Know thy user intent

One of the challenges facing content strategists and SEOs alike is knowing the answers to questions such as:

  • Which pages should we map our keywords to?
  • How do we know if the user wants the same thing from Keyword A and Keyword B?
  • If we get this right, how much engagement, conversions and Google rankings do we stand to gain?

The answer can be found by computing the search intent between keywords. There are several providers in the SEO industry that attempt to do this already using the TF-IDF (it stands for Term Frequency-Inverted Document Frequency). In essence, TF-IDF strips out the stop words (like ‘the’, ‘to’, etc) and compares the proportion of rare words between web pages, which helps users determine how similar the pages are. It’s not perfect as it doesn’t take into account consumer behaviour, but it’s a start.

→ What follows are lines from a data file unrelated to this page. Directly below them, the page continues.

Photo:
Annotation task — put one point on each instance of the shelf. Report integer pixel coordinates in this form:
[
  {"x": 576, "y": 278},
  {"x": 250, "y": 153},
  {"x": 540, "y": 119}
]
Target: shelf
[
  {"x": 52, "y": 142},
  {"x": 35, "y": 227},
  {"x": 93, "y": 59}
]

The heatmap generated by ARTIOS technology above shows how consumer attitudes compare when searching for wedding venues. Where the tiles are a darker shade of blue, the keywords have a new identical ‘search intent’, for example ‘wedding venues Birmingham’ has the same intent as ‘luxury wedding venues Birmingham’ but not with ‘cheap wedding venues Birmingham’. The machine learning based algorithm is effectively looking for search intent with 80% or more similar based on factors beyond TF IDF, such as content layout, images used etc.

This is visualised further below, using machine learning to map keywords, shown as groups below:

Although luxury and general wedding venues in Birmingham have a similar intent, it can be seen that this is not the case in Richmond. So it cannot be taken for granted that people will have the same attitudes towards different cities.

Statistically, we’re generally aiming for 80% similarity in search intent.

Naturally, stakeholders will want to know what the benefit of optimising content is on the website. An example is given below:

The graph shows a number of websites operating in the wedding planning ecommerce affiliate space, showing their Google rankings vs their IA (Information Architecture) Score. The IA Score measures the extent to which their site content structure is well matched to the ideal search intent. The size of the circles are the estimated clicks per month from SEO based on the click through rate (based on the ranking position), and the monthly search impression volume.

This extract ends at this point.